Moscow Splurges on a New Armada - Newsweek

Moscow Splurges on a New Armada - Newsweek

Moscow’s Armada
While much of Europe slashes spending to reduce deficits, surging oil prices are allowing Russia to splurge. The Kremlin’s choice of stimulus package is a bit of a throwback, though—among other things, a new fleet of warships to challenge China. Last week Prime Minister Vladimir Putin announced a whopping $678 billion package of new defense spending for the next decade, with a quarter of the money going to revamp Russia’s Pacific fleet. On the Kremlin’s shopping list: 20 new ships, including a new class of attack submarines, plus new missile subs, frigates, and an aircraft carrier.
Ostensibly, the point of all this spending is to show China that Russia’s still in on the great power game in the Pacific. But the Kremlin also needs to funnel money into the country’s sclerotic arms industry to keep it alive. Russia’s military-industrial complex employs close to 3 million people and accounts for 20 percent of all manufacturing jobs. And though Russia is still the second-largest conventional arms exporter after the U.S., its defense industries are in serious trouble. Last year Russia sold about $10 billion worth of arms—mostly bargain-basement conventional hardware—to foreign customers. But, says analyst Alexander Golts, as many as 25 percent of Russia’s defense enterprises are facing bankruptcy and most are an inefficient “hangover from the Soviet-era military.” Even Russia’s own Defense Ministry has gone shopping abroad for the first time since World War II for equipment that Russia is incapable of making—for instance, two 20,000-ton Mistral helicopter carriers that the Kremlin has ordered from France for €1 billion apiece.
Russia’s army is in no better shape. Last month the Moscow-based Center of Analysis of Strategies and Technologies published a report estimating that though the Russian Army, in theory, fields 1.1 million men, only two brigades, or 9,000 men, are actually deployable.

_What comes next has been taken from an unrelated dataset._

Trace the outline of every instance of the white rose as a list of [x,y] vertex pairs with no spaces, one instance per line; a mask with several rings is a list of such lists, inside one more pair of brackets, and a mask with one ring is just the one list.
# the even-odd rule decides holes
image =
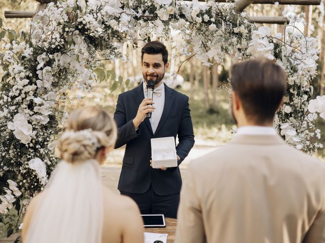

Throwing money at the problem may not make the Russian military a modern fighting force, but it will keep millions of Russian soldiers, sailors, and arms manufacturers employed. Most important, it will make many bureaucrats and defense contractors very rich. President Dmitry Medvedev himself estimated that in the last year Russia’s bureaucrats stole a trillion rubles, or $33 billion, from the state budget. The Kremlin even confirmed that it splurged on a new super-yacht for Medvedev—which, according to reports, cost a cool $35 million, even secondhand. Does that count toward Russian naval power?